A tal riguardo, può altresì essere utile riferire tale opera alle "Linee guida per l'elaborazione dei piani comunali di risanamento acustico" redatte nel 1998 dall'Agenzia Nazionale per la Protezione dell'Ambiente.

Fatto salvo quanto sopra argomentato, pare tuttavia utile voler chiarire che i limiti assoluti (emissione ed immissione) definiti dalla Classificazione Acustica assolvono, in via principale, alla definizione di appositi "tetti" al rumore, in misura tale da "legare" la destinazione del territorio prevista dal Piano Regolatore Generale (PRG) alle qualità acustica delle aree, al fine di consentire un loro adeguato utilizzo; mentre i valori limite differenziali di immissione, indicati dall'articolo 4, comma 1, del d.P.C.M. 14 novembre 1997, definiscono la valutazione del rumore legata alla percezione del rumore delle persone. Inoltre, mentre i valori assoluti, indicati dalla Classificazione Acustica, sono verificati in ambiente esterno, in facciata agli edifici esposti al rumore o in corrispondenza di spazi utilizzati da persone e comunità, e i livelli misurati vanno rapportati all'intero periodo di riferimento considerato, ossia alle 16 ore per il periodo di riferimento diurno (06-22) e 8 ore per quello notturno (22-06); i valori limite differenziali, invece, sono misurati all'interno degli ambienti abitativi esposti al rumore, a finestre aperte o a finestre chiuse a seconda di quale sia la maggiore condizione di disturbo, per il tempo nel quale si manifesta la specifica sorgente di rumore controllata.
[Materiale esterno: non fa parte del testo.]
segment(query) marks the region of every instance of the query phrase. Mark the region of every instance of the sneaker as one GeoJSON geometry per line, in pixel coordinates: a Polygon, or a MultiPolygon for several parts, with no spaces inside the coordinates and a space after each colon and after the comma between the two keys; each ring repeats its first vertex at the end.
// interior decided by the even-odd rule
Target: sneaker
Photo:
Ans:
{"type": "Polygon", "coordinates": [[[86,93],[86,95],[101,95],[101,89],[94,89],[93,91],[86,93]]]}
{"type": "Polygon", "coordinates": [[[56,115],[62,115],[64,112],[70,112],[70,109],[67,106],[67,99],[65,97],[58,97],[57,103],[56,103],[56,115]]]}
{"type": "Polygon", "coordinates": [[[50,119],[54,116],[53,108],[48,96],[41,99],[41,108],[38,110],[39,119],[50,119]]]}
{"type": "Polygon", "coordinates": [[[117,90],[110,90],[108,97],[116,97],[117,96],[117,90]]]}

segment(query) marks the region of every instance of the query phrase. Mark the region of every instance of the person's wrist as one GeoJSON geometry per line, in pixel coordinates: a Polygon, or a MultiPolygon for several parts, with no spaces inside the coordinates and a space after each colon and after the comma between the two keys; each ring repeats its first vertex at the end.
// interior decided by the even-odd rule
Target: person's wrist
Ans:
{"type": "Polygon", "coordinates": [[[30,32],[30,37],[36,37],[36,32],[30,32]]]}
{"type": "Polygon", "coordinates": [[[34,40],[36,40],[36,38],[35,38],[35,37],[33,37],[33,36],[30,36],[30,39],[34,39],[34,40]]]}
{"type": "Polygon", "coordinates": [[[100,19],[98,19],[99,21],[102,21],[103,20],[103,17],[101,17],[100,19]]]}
Ciò comporta che, nei casi in cui il Comune perseverasse nel voler riconoscere alle aree interessate dalla presenza di attività produttive livelli di rumore più elevati, il principale vincolo al quale tali attività si dovranno rapportare è, con molta probabilità, quello relativo al c.d. "criterio differenziale", previsto dall'articolo 4, comma 1, del d.P.C.M. del '97.

Nell'istituzione del doppio vincolo (verifica dei valori assoluti e di quelli differenziali), previsto dal Legislatore nazionale, si riconosce l'opera attenta e lungimirante con la quale si è inteso limitare l'arbitrarietà dei Comuni, riconoscendo a questi uno strumento per la gestione del territorio, assunto dalla definizione della Classificazione Acustica, ma mantenendo ben saldi i principi di salvaguardia della Salute (Art.  32 Cost.) nell'ambito delle soglie di salubrità del rumore, più propriamente riconosciuti dall'applicazione del c.d. "criterio differenziale".